Reports for System Administrators

Any of the previously discussed GPU or CPU alerts can be turned into a report. This is done by simply adding the --report flag.

$ job_defense_shield --excess-cpu-memory --report

The --report flag will cause the report to be sent by email to the addresses in report-emails in config.yaml.

One can also combine an email alert with the generation of a report:

$ job_defense_shield --excess-cpu-memory --email --report

The command above will email users for over-allocating CPU memory and send the report to system administrators.

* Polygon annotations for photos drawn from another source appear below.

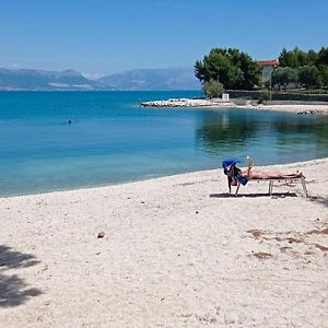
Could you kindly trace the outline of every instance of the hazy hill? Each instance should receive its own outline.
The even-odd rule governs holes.
[[[198,90],[194,68],[137,69],[104,77],[102,82],[112,90]]]
[[[138,69],[89,80],[80,72],[0,69],[0,90],[198,90],[192,68]]]
[[[80,72],[0,69],[0,90],[95,90],[101,84]]]

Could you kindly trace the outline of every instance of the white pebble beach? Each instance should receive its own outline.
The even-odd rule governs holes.
[[[1,327],[325,327],[328,159],[0,198]]]

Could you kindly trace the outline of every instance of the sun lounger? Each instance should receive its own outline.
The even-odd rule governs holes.
[[[236,186],[236,192],[235,196],[238,195],[239,191],[239,187],[241,185],[246,186],[248,183],[250,181],[269,181],[269,195],[272,195],[272,190],[273,190],[273,184],[274,183],[298,183],[301,181],[302,187],[303,187],[303,191],[305,194],[306,197],[308,197],[307,194],[307,189],[306,189],[306,183],[305,183],[305,176],[297,175],[296,177],[278,177],[278,178],[263,178],[263,179],[259,179],[259,178],[254,178],[254,179],[247,179],[245,176],[243,176],[241,173],[242,171],[239,168],[237,168],[235,165],[237,163],[241,163],[243,161],[237,160],[237,159],[231,159],[231,160],[225,160],[222,162],[222,167],[223,167],[223,172],[227,177],[227,186],[229,186],[229,192],[231,194],[231,187],[232,186]]]
[[[272,190],[273,190],[273,183],[290,183],[290,184],[295,184],[295,183],[300,183],[302,184],[302,187],[303,187],[303,191],[304,191],[304,195],[305,197],[308,197],[308,194],[307,194],[307,189],[306,189],[306,181],[305,181],[305,177],[304,176],[301,176],[301,177],[296,177],[296,178],[277,178],[277,179],[250,179],[248,180],[248,184],[250,181],[257,181],[257,183],[261,183],[261,181],[269,181],[269,191],[268,194],[271,196],[272,195]],[[235,196],[238,195],[238,191],[239,191],[239,187],[241,187],[241,183],[237,184],[237,188],[236,188],[236,192],[235,192]]]

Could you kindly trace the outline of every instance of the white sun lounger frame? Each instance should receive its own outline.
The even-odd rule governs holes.
[[[307,189],[306,189],[306,181],[305,181],[305,177],[304,176],[301,176],[298,178],[284,178],[284,179],[250,179],[248,180],[248,184],[249,181],[258,181],[258,183],[261,183],[261,181],[269,181],[269,191],[268,194],[271,196],[272,195],[272,189],[273,189],[273,183],[281,183],[281,181],[284,181],[284,183],[297,183],[297,181],[301,181],[302,184],[302,187],[303,187],[303,191],[305,194],[305,197],[308,197],[308,194],[307,194]],[[238,195],[238,191],[239,191],[239,187],[241,187],[241,183],[238,183],[237,185],[237,189],[236,189],[236,192],[235,192],[235,196]]]

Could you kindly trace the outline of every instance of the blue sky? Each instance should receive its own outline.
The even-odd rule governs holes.
[[[0,0],[0,67],[89,77],[192,66],[212,47],[255,59],[328,46],[327,0]]]

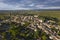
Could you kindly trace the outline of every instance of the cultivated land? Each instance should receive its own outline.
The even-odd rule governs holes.
[[[60,40],[60,11],[0,11],[0,40]]]

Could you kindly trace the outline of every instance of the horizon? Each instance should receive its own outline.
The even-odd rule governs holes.
[[[60,0],[0,0],[0,10],[60,9]]]

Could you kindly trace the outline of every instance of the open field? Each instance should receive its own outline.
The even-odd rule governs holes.
[[[54,18],[58,18],[60,19],[60,11],[36,11],[36,10],[18,10],[18,11],[0,11],[0,16],[3,16],[3,15],[10,15],[11,14],[37,14],[37,15],[40,15],[40,16],[47,16],[47,17],[54,17]]]

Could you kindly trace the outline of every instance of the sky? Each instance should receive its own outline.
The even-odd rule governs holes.
[[[60,0],[0,0],[0,10],[60,9]]]

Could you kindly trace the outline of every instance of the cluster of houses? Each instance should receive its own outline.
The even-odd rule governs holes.
[[[6,19],[3,21],[0,20],[0,22],[16,22],[16,23],[21,23],[22,25],[24,25],[25,22],[28,22],[30,24],[27,26],[27,28],[30,28],[34,31],[37,31],[37,28],[39,28],[42,29],[47,34],[52,35],[49,37],[50,39],[54,39],[54,38],[56,38],[56,40],[60,39],[60,36],[56,36],[57,35],[56,32],[55,31],[52,32],[51,30],[51,28],[56,28],[60,30],[60,26],[56,24],[52,25],[51,23],[55,23],[55,21],[52,20],[47,20],[46,22],[44,22],[42,19],[38,18],[38,15],[34,15],[34,16],[12,15],[10,19]]]

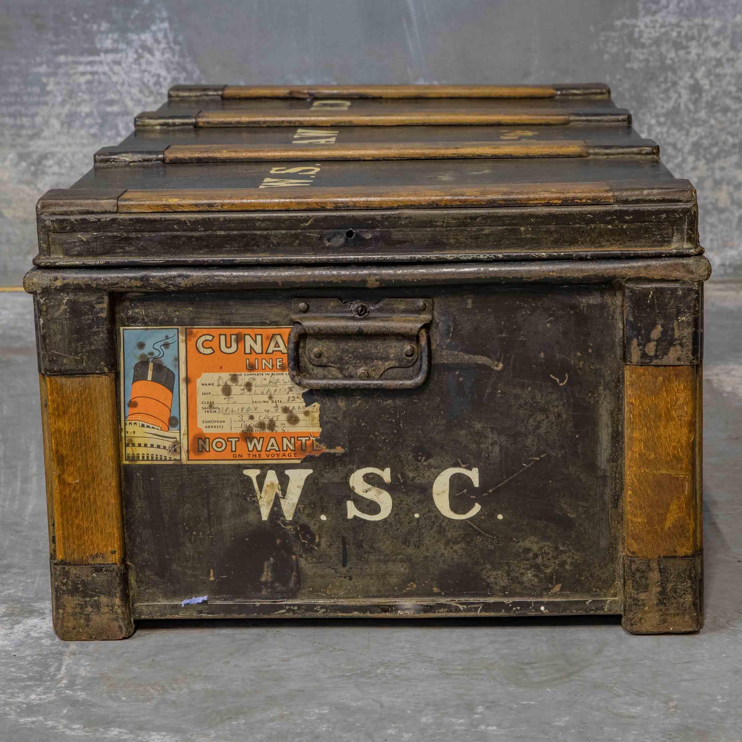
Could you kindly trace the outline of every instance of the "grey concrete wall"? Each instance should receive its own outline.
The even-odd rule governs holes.
[[[33,206],[177,82],[602,81],[742,275],[739,0],[0,0],[0,286]]]

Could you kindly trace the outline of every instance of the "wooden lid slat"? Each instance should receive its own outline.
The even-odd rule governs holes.
[[[628,125],[631,114],[623,108],[571,111],[564,109],[497,110],[467,107],[404,111],[332,110],[328,108],[197,110],[193,112],[145,111],[134,119],[137,129],[173,126],[213,127],[284,126],[537,126],[575,124]]]

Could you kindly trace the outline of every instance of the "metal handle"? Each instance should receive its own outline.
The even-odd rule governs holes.
[[[420,370],[413,378],[306,378],[299,371],[299,340],[306,331],[297,322],[289,333],[289,375],[305,389],[416,389],[422,385],[430,371],[430,341],[427,331],[420,328]]]

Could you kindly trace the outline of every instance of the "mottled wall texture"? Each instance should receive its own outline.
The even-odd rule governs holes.
[[[742,275],[740,0],[0,0],[0,286],[33,209],[178,82],[605,82]]]

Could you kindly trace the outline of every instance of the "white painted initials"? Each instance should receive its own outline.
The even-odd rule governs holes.
[[[312,469],[286,469],[286,473],[289,475],[289,486],[286,488],[285,495],[281,493],[280,485],[278,484],[278,476],[274,470],[269,469],[266,473],[263,489],[260,489],[257,484],[257,475],[260,473],[260,469],[245,469],[243,473],[252,480],[252,485],[255,488],[255,495],[257,497],[257,503],[260,506],[260,517],[263,520],[268,520],[276,495],[278,496],[278,502],[280,503],[283,516],[286,520],[291,520],[294,517],[294,510],[296,510],[296,505],[299,502],[304,482],[312,472]]]
[[[482,506],[479,502],[475,502],[474,506],[468,513],[464,515],[459,515],[451,510],[451,503],[449,498],[450,493],[450,479],[454,474],[463,474],[471,479],[475,487],[479,486],[479,470],[476,467],[473,469],[459,469],[452,467],[441,472],[436,477],[436,481],[433,483],[433,502],[436,503],[436,507],[447,517],[453,520],[466,520],[482,510]]]
[[[339,134],[337,129],[297,129],[292,141],[294,144],[335,144]]]
[[[347,111],[350,108],[351,101],[349,100],[339,100],[335,99],[333,100],[313,100],[312,102],[312,108],[330,108],[334,111]]]
[[[202,335],[196,341],[196,349],[204,355],[211,355],[214,352],[213,348],[209,348],[205,344],[208,341],[209,343],[214,340],[213,335]]]
[[[374,487],[370,485],[364,477],[367,474],[378,474],[379,476],[387,484],[392,482],[392,470],[389,467],[383,470],[375,469],[373,467],[367,467],[365,469],[358,469],[350,475],[350,488],[357,495],[365,497],[367,499],[375,502],[379,508],[378,512],[375,515],[368,515],[361,513],[361,510],[353,505],[352,500],[347,501],[348,518],[358,517],[364,520],[383,520],[392,512],[392,496],[386,490],[379,487]]]
[[[263,179],[263,183],[258,186],[258,188],[286,188],[289,186],[311,186],[313,181],[311,180],[320,171],[319,168],[310,167],[309,165],[303,165],[298,168],[284,168],[283,166],[276,165],[275,168],[271,168],[270,174],[272,175],[279,175],[279,174],[286,174],[288,173],[294,173],[297,175],[306,175],[310,180],[305,180],[303,179],[299,178],[271,178],[265,177]]]

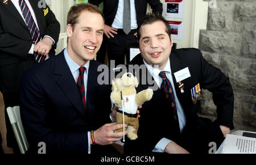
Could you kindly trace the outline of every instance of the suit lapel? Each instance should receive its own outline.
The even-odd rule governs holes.
[[[97,70],[97,66],[95,65],[95,61],[93,60],[90,61],[90,65],[89,66],[89,71],[87,81],[87,92],[86,92],[86,110],[89,116],[93,116],[93,111],[95,108],[95,104],[92,100],[93,97],[92,95],[95,94],[95,91],[93,91],[93,89],[98,88],[97,82],[97,74],[96,72]]]
[[[56,83],[76,108],[85,117],[85,111],[79,91],[65,60],[63,51],[56,57],[53,74],[59,77]]]
[[[10,11],[10,12],[19,21],[19,22],[29,32],[28,28],[27,28],[27,25],[24,22],[23,19],[21,16],[19,12],[18,11],[14,5],[13,5],[11,1],[9,1],[8,4],[6,5],[3,3],[3,1],[1,1],[1,3],[2,3],[2,5]]]
[[[183,81],[181,81],[181,82],[184,84],[184,93],[181,93],[180,92],[180,89],[179,88],[179,83],[177,82],[175,77],[174,76],[174,73],[188,67],[188,66],[183,64],[181,60],[178,58],[177,54],[175,54],[174,52],[175,52],[174,50],[172,50],[170,57],[172,79],[174,80],[174,84],[175,88],[177,97],[179,98],[179,100],[180,101],[184,109],[187,104],[186,100],[187,100],[188,95],[190,95],[190,93],[189,93],[190,91],[190,89],[188,89],[187,88],[188,84],[190,84],[191,83],[191,79],[188,78]]]

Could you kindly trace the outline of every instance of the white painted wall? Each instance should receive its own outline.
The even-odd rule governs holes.
[[[166,18],[175,21],[182,21],[184,23],[183,40],[175,40],[177,48],[198,48],[199,31],[207,28],[208,2],[203,0],[184,0],[184,18]],[[160,0],[161,2],[164,0]]]
[[[136,0],[135,0],[136,1]],[[162,3],[164,0],[160,0]],[[185,11],[183,19],[167,18],[184,23],[184,35],[183,40],[175,40],[177,48],[199,47],[199,31],[205,29],[207,24],[208,2],[203,0],[184,0]],[[48,0],[48,4],[55,14],[60,24],[60,39],[57,43],[56,54],[67,46],[67,16],[70,7],[74,4],[73,0]],[[150,7],[148,7],[150,10]]]

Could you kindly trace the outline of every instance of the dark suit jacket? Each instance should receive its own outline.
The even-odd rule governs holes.
[[[234,96],[229,79],[220,69],[209,64],[197,49],[172,49],[170,60],[176,93],[187,118],[186,125],[181,134],[177,133],[176,127],[174,126],[172,117],[174,115],[170,111],[170,104],[158,88],[154,91],[152,99],[142,105],[140,111],[139,138],[137,142],[135,141],[126,145],[128,148],[129,145],[133,146],[133,143],[137,142],[136,146],[140,146],[138,150],[142,149],[141,152],[150,153],[156,143],[165,137],[188,150],[188,145],[189,143],[196,143],[200,138],[199,135],[204,135],[209,139],[210,137],[223,137],[218,125],[229,126],[231,129],[233,128]],[[137,55],[129,64],[139,66],[144,64],[141,55]],[[174,73],[187,67],[189,68],[191,77],[181,81],[184,84],[184,92],[181,94]],[[140,81],[137,92],[150,86],[147,82],[142,84],[141,73],[137,73],[137,76]],[[149,72],[147,76],[152,78]],[[200,101],[195,104],[193,103],[191,89],[198,83],[201,88],[212,92],[213,101],[217,105],[217,133],[211,132],[212,128],[207,128],[209,122],[207,119],[200,118],[197,115]],[[209,122],[211,122],[210,120]],[[207,129],[208,130],[205,132]]]
[[[105,17],[105,23],[112,26],[117,14],[118,7],[118,0],[89,0],[90,3],[98,6],[104,2],[103,14]],[[147,11],[147,3],[148,3],[154,13],[163,12],[163,5],[159,0],[135,0],[135,6],[137,18],[137,24],[141,21],[141,16]]]
[[[0,2],[0,91],[17,92],[21,75],[36,64],[32,54],[28,54],[32,44],[28,29],[11,1],[7,5]],[[39,0],[30,0],[36,17],[41,36],[50,36],[55,41],[49,53],[54,56],[60,33],[60,24],[53,13],[49,10],[44,16],[44,10],[39,8]]]
[[[88,153],[87,132],[110,122],[111,86],[98,84],[100,64],[90,61],[86,111],[63,52],[25,72],[20,115],[30,150],[44,142],[47,153]]]

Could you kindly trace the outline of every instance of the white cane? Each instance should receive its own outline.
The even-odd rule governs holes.
[[[123,95],[122,94],[122,91],[120,91],[121,92],[121,101],[122,101],[122,107],[123,107],[123,142],[125,142],[125,114],[123,113],[123,111],[125,111],[125,107],[123,107]]]

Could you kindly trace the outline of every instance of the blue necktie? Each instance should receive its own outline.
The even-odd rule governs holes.
[[[165,95],[168,102],[170,103],[171,109],[174,112],[174,119],[179,127],[180,125],[179,124],[179,118],[177,113],[177,107],[176,106],[175,97],[173,92],[172,84],[166,77],[166,71],[161,71],[159,73],[159,76],[163,79],[163,82],[161,84],[161,90]]]

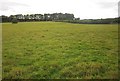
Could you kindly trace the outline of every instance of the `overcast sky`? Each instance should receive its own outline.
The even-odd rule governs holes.
[[[81,19],[118,17],[119,0],[0,0],[0,15],[73,13]]]

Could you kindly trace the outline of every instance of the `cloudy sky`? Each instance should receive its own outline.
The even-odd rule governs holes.
[[[120,0],[0,0],[0,15],[73,13],[81,19],[118,17]]]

Below is a script for creating a comprehensive report. Such a report allows one to see all of the instances of underutilization and which users are scheduled to receive an email.

$ cat clusters_report.sh

#!/bin/bash
JDS="/home/admin/sw/jds-env"
CFG="${JDS}/config.yaml"
${JDS}/bin/job_defense_shield --report \
                              --config-file=${CFG} \
                              --zero-util-gpu-hours \
                              --low-gpu-efficiency \
                              --too-much-cpu-mem-per-gpu \
                              --too-many-cores-per-gpu \
                              --gpu-model-too-powerful \
                              --multinode-gpu-fragmentation \
                              --excessive-time-gpu \
                              --zero-cpu-utilization \
                              --excess-cpu-memory \
                              --low-cpu-efficiency \
                              --serial-allocating-multiple \
                              --multinode-cpu-fragmentation \
                              --excessive-time-cpu \
                              --usage-overview \
                              --longest-queued \
                              --most-gpus \
                              --most-cores \
                              --jobs-overview \
                              > ${JDS}/log/report.log 2>&1